Written by Sophie Thibodeaux and Sophie Rossitto // Graphic by Wagner Valdez
Arkansas Gov. Sarah Huckabee Sanders signed an executive order concerning academic and financial plans in the state on Thursday, Jan. 19. This executive order aims to reduce inefficient spending and relieve administrative burdens on school districts, according to an Arkansas Democrat-Gazette article on Jan. 20.
Sanders said she aims to create a more cohesive system in which each school district can apply to receive federal and state funding by submitting a single, unified application, starting in the 2024-25 budget cycle.
Under Sanders’ executive order, the Secretary of Education Jacob Oliva will review state laws and regulations concerning public schools and districts in Arkansas, according to a Jan. 19 report from television station THV11. He will then proceed to recommend to Sanders reforms based on what is needed. Oliva will also create a process for school districts to send feedback to his department about state laws, regulations and more.
Dr. Steve Breezeel, professor of political science, said the nature of this order is uncertain.
“I know that school funding is one of the biggest obstacles that public schools in Arkansas face,” Breezeel said “This is one of those things where you never know exactly until you actually see what the final product looks like.”
Dr. Kieth Williams, associate professor of education, said this order will bring a large number of changes.
“It may involve curriculum; it might involve methods of instruction, additional people to be involved in teaching reading, we just don’t know because she hasn’t released any information on that,” Williams said. “There needs to be something in it with teacher compensation. That’s going to be a major point.”
Williams also said Sanders added a caveat about accountability of teachers.

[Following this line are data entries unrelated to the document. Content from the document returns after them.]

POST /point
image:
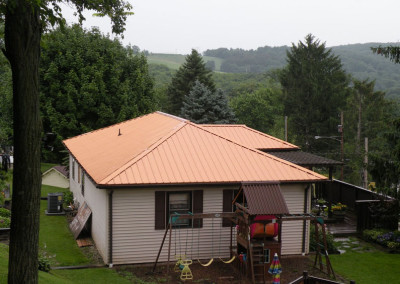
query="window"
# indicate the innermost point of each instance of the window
(73, 169)
(83, 183)
(267, 254)
(79, 173)
(227, 197)
(180, 203)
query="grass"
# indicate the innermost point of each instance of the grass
(50, 189)
(174, 61)
(368, 267)
(57, 243)
(46, 166)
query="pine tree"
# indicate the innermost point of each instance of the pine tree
(315, 89)
(193, 69)
(202, 105)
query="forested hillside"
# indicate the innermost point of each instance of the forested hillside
(357, 59)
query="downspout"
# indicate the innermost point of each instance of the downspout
(110, 193)
(303, 247)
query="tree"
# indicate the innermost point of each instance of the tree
(202, 105)
(315, 89)
(368, 114)
(193, 69)
(24, 23)
(89, 81)
(257, 109)
(392, 52)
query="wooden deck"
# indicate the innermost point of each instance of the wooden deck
(345, 228)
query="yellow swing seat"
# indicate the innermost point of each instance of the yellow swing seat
(229, 260)
(206, 264)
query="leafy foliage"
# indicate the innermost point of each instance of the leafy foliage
(257, 109)
(314, 244)
(315, 89)
(89, 81)
(366, 115)
(202, 105)
(193, 69)
(5, 222)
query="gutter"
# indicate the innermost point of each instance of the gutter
(110, 232)
(303, 245)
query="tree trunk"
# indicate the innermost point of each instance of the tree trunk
(22, 42)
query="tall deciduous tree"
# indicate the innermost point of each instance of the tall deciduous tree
(315, 89)
(193, 69)
(257, 109)
(202, 105)
(89, 81)
(368, 115)
(24, 22)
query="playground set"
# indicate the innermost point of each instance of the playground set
(255, 237)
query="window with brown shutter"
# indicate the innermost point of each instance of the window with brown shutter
(160, 217)
(167, 203)
(227, 197)
(197, 207)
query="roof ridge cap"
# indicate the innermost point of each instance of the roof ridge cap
(261, 152)
(269, 136)
(144, 153)
(119, 123)
(172, 116)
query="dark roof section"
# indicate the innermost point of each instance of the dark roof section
(264, 198)
(62, 169)
(304, 159)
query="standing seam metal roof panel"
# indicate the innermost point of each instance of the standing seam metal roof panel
(264, 198)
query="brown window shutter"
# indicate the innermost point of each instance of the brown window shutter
(227, 197)
(160, 218)
(197, 207)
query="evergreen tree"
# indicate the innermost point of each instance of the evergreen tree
(203, 106)
(315, 90)
(193, 69)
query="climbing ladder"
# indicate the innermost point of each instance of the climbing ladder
(322, 248)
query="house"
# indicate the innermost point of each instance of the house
(133, 174)
(56, 176)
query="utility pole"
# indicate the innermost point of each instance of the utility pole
(340, 129)
(365, 172)
(286, 128)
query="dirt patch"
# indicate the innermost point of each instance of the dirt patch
(218, 272)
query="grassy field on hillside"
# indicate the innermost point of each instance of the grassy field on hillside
(174, 61)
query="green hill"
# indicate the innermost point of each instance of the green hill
(358, 60)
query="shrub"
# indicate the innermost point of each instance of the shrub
(5, 212)
(44, 263)
(5, 222)
(68, 198)
(329, 240)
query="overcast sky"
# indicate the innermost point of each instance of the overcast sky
(177, 26)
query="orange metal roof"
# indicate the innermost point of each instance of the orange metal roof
(264, 198)
(249, 137)
(162, 149)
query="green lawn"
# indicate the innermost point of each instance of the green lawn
(57, 242)
(368, 267)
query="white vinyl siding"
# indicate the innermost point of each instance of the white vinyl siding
(55, 178)
(292, 231)
(136, 241)
(97, 200)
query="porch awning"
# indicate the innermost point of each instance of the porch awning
(264, 198)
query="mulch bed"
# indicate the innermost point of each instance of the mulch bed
(218, 272)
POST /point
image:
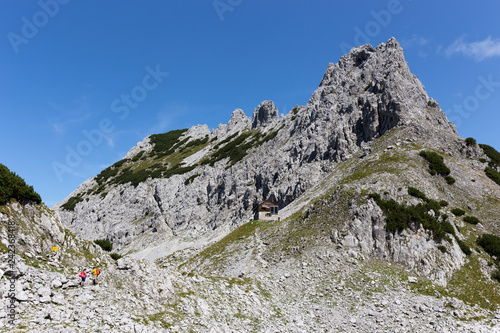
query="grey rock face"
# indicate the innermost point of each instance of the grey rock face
(265, 113)
(369, 92)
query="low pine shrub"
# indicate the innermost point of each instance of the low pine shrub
(450, 180)
(105, 244)
(436, 162)
(400, 216)
(71, 203)
(115, 256)
(496, 275)
(490, 243)
(472, 220)
(458, 211)
(470, 141)
(491, 153)
(493, 174)
(464, 247)
(14, 187)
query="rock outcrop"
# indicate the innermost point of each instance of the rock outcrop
(367, 95)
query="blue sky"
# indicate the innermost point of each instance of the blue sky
(81, 82)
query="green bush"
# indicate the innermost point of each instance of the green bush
(493, 174)
(491, 153)
(400, 216)
(115, 256)
(450, 180)
(458, 212)
(436, 162)
(472, 220)
(470, 141)
(166, 143)
(496, 275)
(490, 243)
(105, 244)
(14, 187)
(416, 193)
(190, 179)
(71, 203)
(464, 247)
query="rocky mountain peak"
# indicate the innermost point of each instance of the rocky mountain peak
(264, 114)
(221, 177)
(239, 120)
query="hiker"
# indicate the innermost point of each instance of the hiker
(96, 274)
(83, 275)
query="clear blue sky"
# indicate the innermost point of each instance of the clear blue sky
(67, 67)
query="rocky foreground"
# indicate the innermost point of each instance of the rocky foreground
(334, 290)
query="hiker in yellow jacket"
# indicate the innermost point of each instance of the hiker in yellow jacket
(96, 273)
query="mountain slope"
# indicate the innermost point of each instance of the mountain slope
(382, 206)
(196, 184)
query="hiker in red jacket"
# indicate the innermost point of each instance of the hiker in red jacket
(83, 275)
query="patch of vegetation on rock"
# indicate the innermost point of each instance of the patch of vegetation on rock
(166, 143)
(237, 149)
(105, 244)
(14, 187)
(492, 153)
(458, 211)
(71, 203)
(470, 141)
(471, 220)
(490, 243)
(493, 174)
(400, 216)
(464, 247)
(436, 162)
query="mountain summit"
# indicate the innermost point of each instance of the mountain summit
(189, 187)
(372, 215)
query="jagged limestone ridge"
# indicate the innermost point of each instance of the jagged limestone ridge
(185, 192)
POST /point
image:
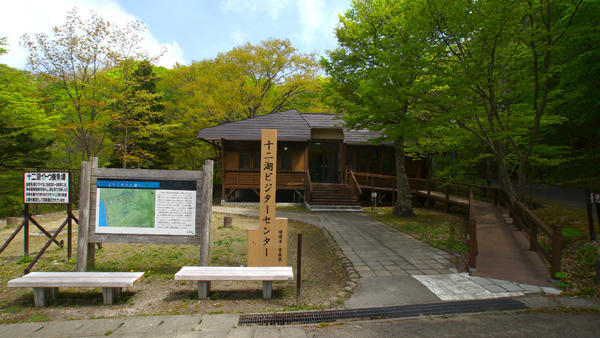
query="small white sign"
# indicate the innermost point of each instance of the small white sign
(595, 198)
(46, 187)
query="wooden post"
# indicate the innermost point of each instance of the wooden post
(299, 268)
(70, 218)
(556, 250)
(472, 242)
(588, 205)
(533, 236)
(26, 230)
(206, 209)
(227, 220)
(84, 210)
(447, 198)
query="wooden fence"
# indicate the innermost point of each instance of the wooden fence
(546, 240)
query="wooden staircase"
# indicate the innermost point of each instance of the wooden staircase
(334, 196)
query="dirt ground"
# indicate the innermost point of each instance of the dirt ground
(323, 276)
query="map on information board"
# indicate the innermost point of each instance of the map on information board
(126, 208)
(146, 207)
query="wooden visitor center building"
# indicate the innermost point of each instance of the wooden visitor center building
(318, 162)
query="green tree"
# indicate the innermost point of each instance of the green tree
(72, 58)
(493, 74)
(247, 81)
(374, 77)
(136, 124)
(25, 133)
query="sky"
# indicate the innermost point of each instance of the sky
(189, 29)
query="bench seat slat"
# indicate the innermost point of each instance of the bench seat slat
(69, 274)
(210, 273)
(76, 279)
(60, 282)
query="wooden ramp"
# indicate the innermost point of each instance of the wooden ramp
(503, 252)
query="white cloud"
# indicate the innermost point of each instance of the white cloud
(238, 37)
(272, 7)
(29, 16)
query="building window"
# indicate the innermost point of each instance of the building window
(256, 164)
(286, 158)
(244, 161)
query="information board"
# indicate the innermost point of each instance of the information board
(145, 207)
(267, 245)
(46, 187)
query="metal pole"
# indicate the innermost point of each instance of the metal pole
(299, 268)
(588, 205)
(26, 230)
(70, 224)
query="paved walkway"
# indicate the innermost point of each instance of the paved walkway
(520, 324)
(504, 252)
(396, 269)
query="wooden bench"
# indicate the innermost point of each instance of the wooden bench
(45, 284)
(205, 274)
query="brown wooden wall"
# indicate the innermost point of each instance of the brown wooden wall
(380, 160)
(233, 149)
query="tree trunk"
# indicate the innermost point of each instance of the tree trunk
(503, 174)
(403, 207)
(522, 178)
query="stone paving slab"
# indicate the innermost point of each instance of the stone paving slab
(396, 269)
(463, 286)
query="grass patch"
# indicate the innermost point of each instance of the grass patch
(158, 292)
(579, 255)
(438, 229)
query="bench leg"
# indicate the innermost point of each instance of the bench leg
(52, 293)
(110, 295)
(39, 296)
(267, 289)
(203, 289)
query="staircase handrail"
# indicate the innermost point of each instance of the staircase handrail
(354, 184)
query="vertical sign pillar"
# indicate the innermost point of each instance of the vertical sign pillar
(267, 245)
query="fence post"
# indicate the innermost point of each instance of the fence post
(472, 242)
(556, 250)
(26, 230)
(299, 268)
(533, 236)
(447, 198)
(588, 206)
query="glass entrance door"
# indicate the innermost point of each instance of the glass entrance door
(323, 162)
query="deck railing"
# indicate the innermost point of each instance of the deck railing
(307, 187)
(353, 183)
(249, 179)
(545, 239)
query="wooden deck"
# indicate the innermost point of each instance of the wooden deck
(502, 250)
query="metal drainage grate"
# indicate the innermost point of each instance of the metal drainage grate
(311, 317)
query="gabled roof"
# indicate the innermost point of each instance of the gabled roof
(322, 120)
(290, 124)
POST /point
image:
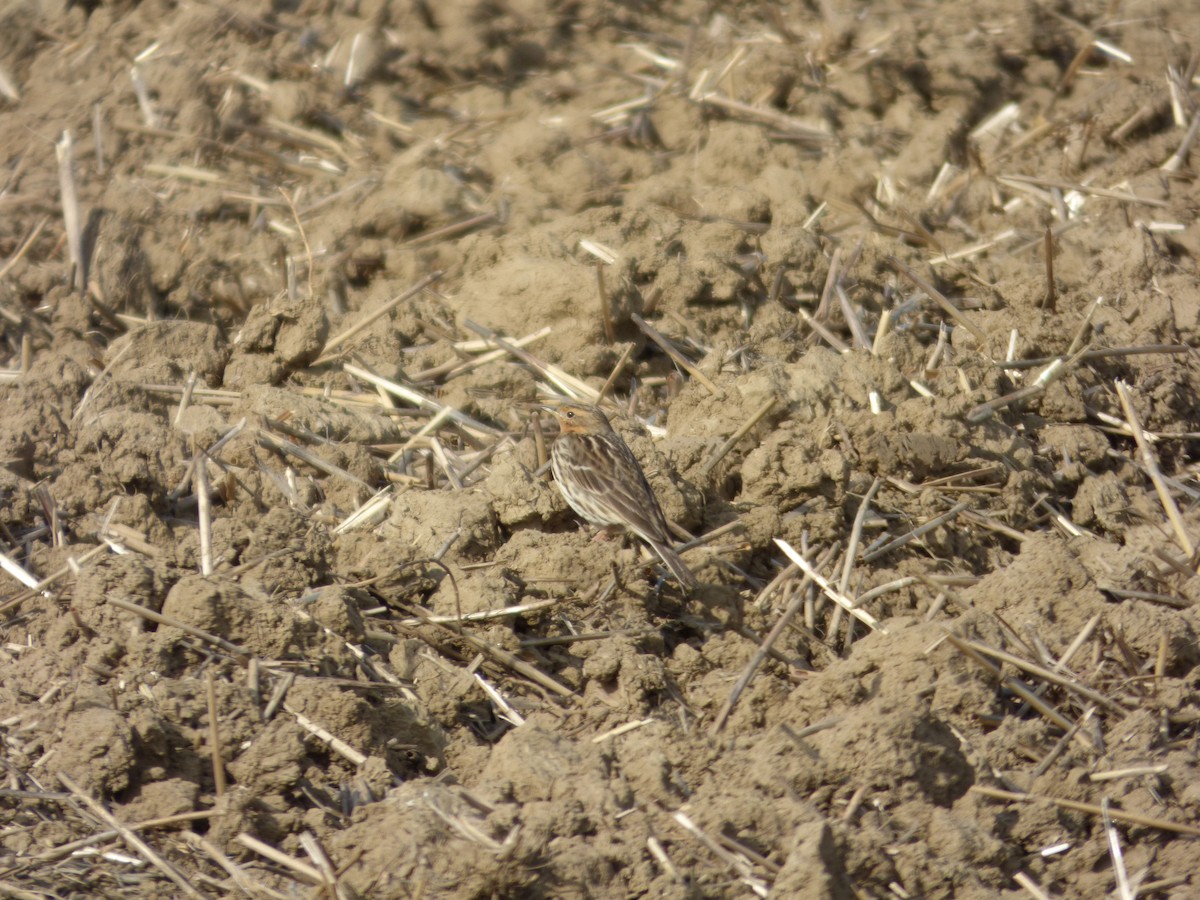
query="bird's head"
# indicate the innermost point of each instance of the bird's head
(580, 419)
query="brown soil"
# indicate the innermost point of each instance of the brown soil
(298, 165)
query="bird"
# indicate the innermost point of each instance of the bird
(601, 480)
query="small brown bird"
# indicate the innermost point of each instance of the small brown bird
(603, 481)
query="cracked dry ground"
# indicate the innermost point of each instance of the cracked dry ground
(287, 597)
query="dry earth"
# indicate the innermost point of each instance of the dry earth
(838, 214)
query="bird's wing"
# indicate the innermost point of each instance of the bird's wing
(618, 486)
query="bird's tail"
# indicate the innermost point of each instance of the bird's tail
(678, 568)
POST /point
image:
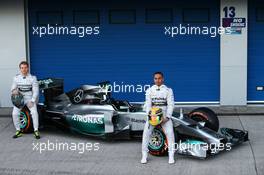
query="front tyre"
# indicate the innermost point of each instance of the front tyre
(158, 144)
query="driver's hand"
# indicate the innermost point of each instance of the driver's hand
(165, 119)
(30, 104)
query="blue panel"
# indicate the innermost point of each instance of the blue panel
(128, 54)
(255, 51)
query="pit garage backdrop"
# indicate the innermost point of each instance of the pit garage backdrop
(130, 47)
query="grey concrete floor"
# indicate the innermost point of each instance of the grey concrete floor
(123, 157)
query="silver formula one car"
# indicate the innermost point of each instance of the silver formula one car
(90, 110)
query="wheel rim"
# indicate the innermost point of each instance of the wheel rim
(157, 140)
(199, 118)
(23, 120)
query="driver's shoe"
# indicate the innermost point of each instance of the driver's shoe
(18, 134)
(144, 157)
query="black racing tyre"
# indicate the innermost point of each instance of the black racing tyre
(158, 142)
(206, 115)
(26, 123)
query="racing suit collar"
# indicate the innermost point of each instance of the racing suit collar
(159, 87)
(28, 74)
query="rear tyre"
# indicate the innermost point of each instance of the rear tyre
(206, 115)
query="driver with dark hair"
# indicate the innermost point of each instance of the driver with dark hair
(159, 96)
(27, 85)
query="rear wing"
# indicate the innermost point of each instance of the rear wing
(51, 87)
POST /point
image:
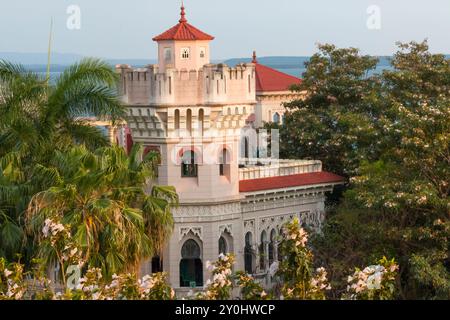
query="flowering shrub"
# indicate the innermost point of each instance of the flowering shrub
(122, 287)
(221, 285)
(12, 286)
(57, 245)
(375, 282)
(299, 280)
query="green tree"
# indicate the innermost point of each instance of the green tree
(37, 118)
(399, 204)
(98, 202)
(335, 121)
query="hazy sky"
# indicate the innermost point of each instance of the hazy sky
(124, 29)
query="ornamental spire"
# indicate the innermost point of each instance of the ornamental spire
(183, 14)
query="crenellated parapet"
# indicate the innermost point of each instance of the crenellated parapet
(214, 84)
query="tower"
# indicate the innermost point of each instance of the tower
(183, 47)
(192, 112)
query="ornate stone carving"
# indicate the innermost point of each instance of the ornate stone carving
(196, 231)
(226, 228)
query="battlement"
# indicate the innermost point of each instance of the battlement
(213, 84)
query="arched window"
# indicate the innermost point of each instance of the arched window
(223, 247)
(272, 246)
(157, 265)
(224, 163)
(248, 253)
(246, 148)
(168, 55)
(189, 166)
(189, 121)
(262, 251)
(191, 267)
(201, 121)
(177, 120)
(276, 117)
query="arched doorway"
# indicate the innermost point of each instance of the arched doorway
(248, 253)
(191, 267)
(262, 251)
(276, 117)
(223, 247)
(272, 245)
(189, 166)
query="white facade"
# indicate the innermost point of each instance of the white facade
(185, 106)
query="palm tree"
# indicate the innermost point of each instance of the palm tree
(40, 120)
(101, 197)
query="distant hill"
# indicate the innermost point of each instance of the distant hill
(292, 65)
(59, 60)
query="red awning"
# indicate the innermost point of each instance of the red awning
(282, 182)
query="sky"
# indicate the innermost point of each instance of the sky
(124, 29)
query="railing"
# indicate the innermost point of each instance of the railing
(265, 168)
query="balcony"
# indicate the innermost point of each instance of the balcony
(265, 168)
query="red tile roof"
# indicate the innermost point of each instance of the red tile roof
(268, 79)
(183, 31)
(282, 182)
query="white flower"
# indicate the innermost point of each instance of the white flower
(374, 281)
(7, 273)
(274, 268)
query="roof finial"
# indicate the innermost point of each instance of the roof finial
(183, 14)
(254, 57)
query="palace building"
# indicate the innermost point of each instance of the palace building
(201, 117)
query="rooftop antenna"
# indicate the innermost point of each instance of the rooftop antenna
(49, 53)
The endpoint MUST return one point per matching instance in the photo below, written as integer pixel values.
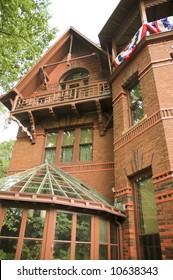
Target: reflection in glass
(103, 252)
(136, 103)
(31, 250)
(63, 226)
(35, 223)
(83, 229)
(11, 222)
(61, 251)
(114, 252)
(51, 139)
(103, 230)
(82, 251)
(8, 248)
(50, 155)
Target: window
(85, 151)
(147, 223)
(51, 143)
(69, 145)
(136, 103)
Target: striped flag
(157, 26)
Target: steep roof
(32, 80)
(47, 179)
(49, 184)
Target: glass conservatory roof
(47, 179)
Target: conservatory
(45, 213)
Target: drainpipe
(120, 239)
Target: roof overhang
(59, 202)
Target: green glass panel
(63, 226)
(103, 230)
(114, 252)
(67, 154)
(82, 251)
(85, 152)
(51, 139)
(31, 250)
(147, 205)
(12, 221)
(136, 103)
(8, 248)
(83, 228)
(61, 251)
(86, 135)
(35, 223)
(68, 137)
(50, 155)
(103, 252)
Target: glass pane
(85, 152)
(146, 205)
(50, 155)
(67, 154)
(35, 223)
(114, 252)
(68, 137)
(103, 230)
(82, 252)
(11, 222)
(61, 251)
(31, 250)
(113, 234)
(136, 103)
(8, 249)
(51, 139)
(103, 252)
(86, 135)
(63, 226)
(83, 229)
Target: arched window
(75, 78)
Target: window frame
(132, 86)
(140, 232)
(76, 146)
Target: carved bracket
(32, 124)
(100, 118)
(23, 128)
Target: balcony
(53, 97)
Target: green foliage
(24, 36)
(5, 156)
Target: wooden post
(143, 12)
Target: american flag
(157, 26)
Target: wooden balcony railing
(54, 96)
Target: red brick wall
(149, 143)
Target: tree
(24, 36)
(5, 156)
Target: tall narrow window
(85, 148)
(51, 143)
(136, 103)
(147, 223)
(67, 146)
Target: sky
(88, 17)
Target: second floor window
(136, 103)
(71, 145)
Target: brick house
(95, 125)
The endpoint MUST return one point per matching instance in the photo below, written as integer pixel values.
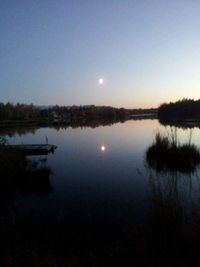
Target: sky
(54, 52)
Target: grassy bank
(167, 154)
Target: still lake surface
(100, 181)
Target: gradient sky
(54, 51)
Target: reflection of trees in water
(24, 175)
(23, 130)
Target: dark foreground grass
(166, 154)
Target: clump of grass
(166, 154)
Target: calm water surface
(92, 184)
(94, 189)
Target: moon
(101, 81)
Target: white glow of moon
(101, 81)
(103, 148)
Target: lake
(100, 200)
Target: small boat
(35, 149)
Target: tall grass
(167, 154)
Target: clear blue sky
(54, 51)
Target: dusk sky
(54, 52)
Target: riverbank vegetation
(166, 154)
(20, 114)
(185, 109)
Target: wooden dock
(35, 149)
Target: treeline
(97, 112)
(182, 109)
(18, 112)
(9, 112)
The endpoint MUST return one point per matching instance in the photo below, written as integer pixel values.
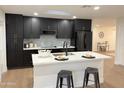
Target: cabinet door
(19, 26)
(27, 27)
(49, 24)
(80, 38)
(64, 29)
(14, 40)
(11, 53)
(35, 27)
(88, 41)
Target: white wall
(3, 66)
(109, 35)
(119, 58)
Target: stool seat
(94, 71)
(64, 73)
(68, 76)
(91, 70)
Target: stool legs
(57, 83)
(84, 79)
(69, 82)
(98, 80)
(61, 82)
(87, 78)
(72, 82)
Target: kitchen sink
(62, 53)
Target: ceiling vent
(86, 6)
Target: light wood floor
(23, 78)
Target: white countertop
(72, 58)
(38, 48)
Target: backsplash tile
(47, 41)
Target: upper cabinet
(49, 24)
(31, 27)
(82, 24)
(64, 29)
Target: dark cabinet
(28, 57)
(49, 24)
(14, 40)
(31, 27)
(83, 41)
(64, 29)
(82, 24)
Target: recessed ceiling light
(35, 13)
(96, 8)
(58, 12)
(74, 17)
(97, 25)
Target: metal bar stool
(94, 71)
(65, 74)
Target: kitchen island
(46, 68)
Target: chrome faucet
(65, 44)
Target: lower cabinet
(63, 50)
(27, 57)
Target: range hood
(48, 32)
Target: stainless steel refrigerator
(83, 40)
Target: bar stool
(68, 76)
(94, 71)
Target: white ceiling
(104, 17)
(106, 11)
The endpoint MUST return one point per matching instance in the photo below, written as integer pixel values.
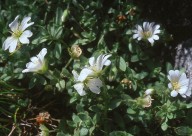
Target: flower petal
(155, 37)
(11, 43)
(25, 71)
(42, 54)
(170, 86)
(75, 75)
(135, 36)
(14, 25)
(174, 93)
(94, 85)
(79, 87)
(183, 90)
(151, 40)
(188, 93)
(25, 24)
(91, 61)
(84, 73)
(24, 37)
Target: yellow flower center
(176, 85)
(17, 33)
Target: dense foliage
(132, 83)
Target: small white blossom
(82, 80)
(148, 32)
(37, 63)
(178, 83)
(96, 65)
(19, 34)
(149, 91)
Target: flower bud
(75, 51)
(127, 82)
(149, 91)
(145, 101)
(65, 15)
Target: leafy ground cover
(72, 67)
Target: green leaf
(114, 104)
(134, 58)
(61, 85)
(57, 50)
(119, 133)
(122, 64)
(130, 111)
(84, 132)
(164, 126)
(183, 130)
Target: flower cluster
(146, 100)
(146, 32)
(179, 83)
(89, 76)
(19, 34)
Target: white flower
(83, 81)
(96, 65)
(178, 83)
(19, 34)
(145, 101)
(149, 91)
(148, 32)
(37, 63)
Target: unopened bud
(65, 15)
(149, 91)
(126, 82)
(145, 101)
(75, 51)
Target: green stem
(106, 102)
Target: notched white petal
(79, 87)
(174, 93)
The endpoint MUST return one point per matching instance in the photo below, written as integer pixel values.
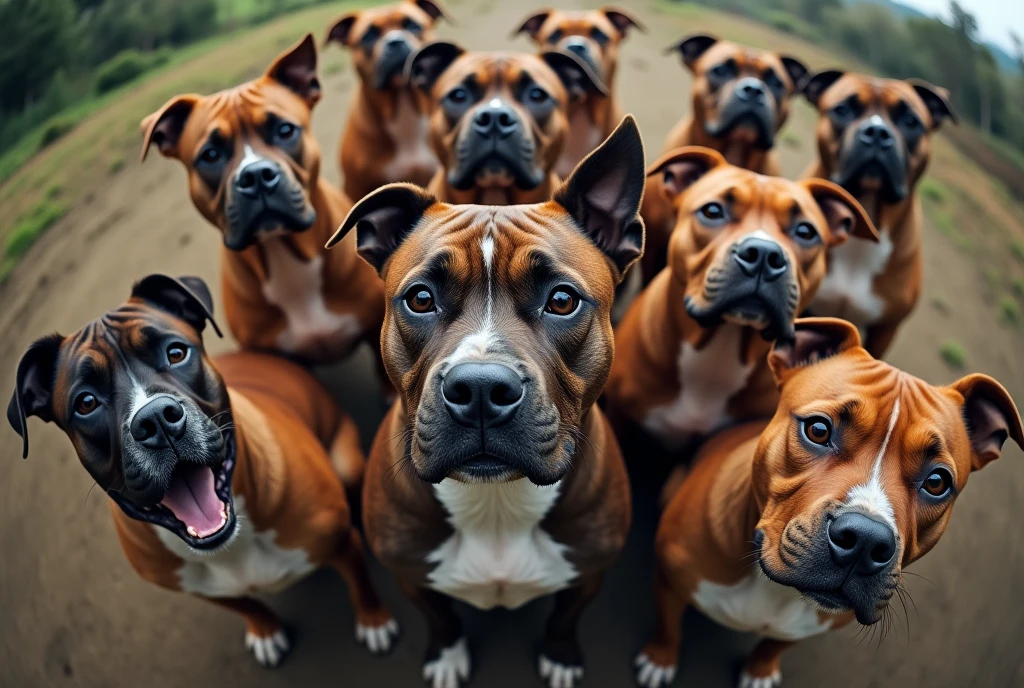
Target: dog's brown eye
(818, 429)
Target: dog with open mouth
(385, 135)
(873, 139)
(254, 172)
(495, 479)
(745, 257)
(499, 120)
(595, 37)
(796, 526)
(226, 476)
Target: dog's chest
(709, 378)
(758, 605)
(848, 290)
(296, 287)
(499, 555)
(251, 563)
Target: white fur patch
(499, 555)
(709, 379)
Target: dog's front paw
(379, 639)
(269, 650)
(450, 668)
(653, 675)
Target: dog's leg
(265, 637)
(762, 669)
(375, 627)
(560, 663)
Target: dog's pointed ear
(813, 339)
(574, 73)
(845, 215)
(692, 47)
(427, 65)
(34, 386)
(164, 127)
(383, 219)
(681, 167)
(603, 196)
(187, 298)
(937, 100)
(622, 19)
(816, 85)
(296, 70)
(991, 417)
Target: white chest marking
(499, 555)
(409, 130)
(297, 288)
(756, 604)
(252, 562)
(709, 378)
(848, 290)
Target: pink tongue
(194, 501)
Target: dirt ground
(73, 612)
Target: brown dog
(595, 37)
(220, 472)
(495, 479)
(853, 479)
(740, 99)
(254, 172)
(385, 135)
(873, 139)
(500, 120)
(747, 255)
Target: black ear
(692, 47)
(34, 387)
(604, 194)
(937, 100)
(819, 83)
(427, 65)
(187, 298)
(383, 219)
(574, 73)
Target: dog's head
(500, 120)
(740, 94)
(498, 333)
(144, 409)
(381, 39)
(747, 248)
(250, 153)
(873, 133)
(858, 471)
(593, 35)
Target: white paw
(378, 639)
(773, 681)
(450, 669)
(268, 650)
(558, 676)
(650, 675)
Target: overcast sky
(995, 17)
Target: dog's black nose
(159, 422)
(482, 394)
(259, 177)
(861, 543)
(496, 119)
(762, 257)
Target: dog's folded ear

“It’s going to become a very sensitive issue in the ranks of all the professionals and teachers in the state because the variables that impact learning are many times overlooked by those who make the laws,” Williams said.
Dr. David Bangs, department chair of the graduate education program, discussed the specifics concerning teacher pay to watch for in this new education order from Sanders.
“No one disagrees that teachers should be paid more,” Bangs said. “No one disagrees that police officers should be paid more, but trying to define that money and pull that in is a whole different ball game. … Those salary schedules are put in with lanes, experience and education, and when you put that in, that’s a recurring expense every year for that district. No one’s going to dispute some of those things. You have to find a way to pay for it, and that’s where it gets difficult.”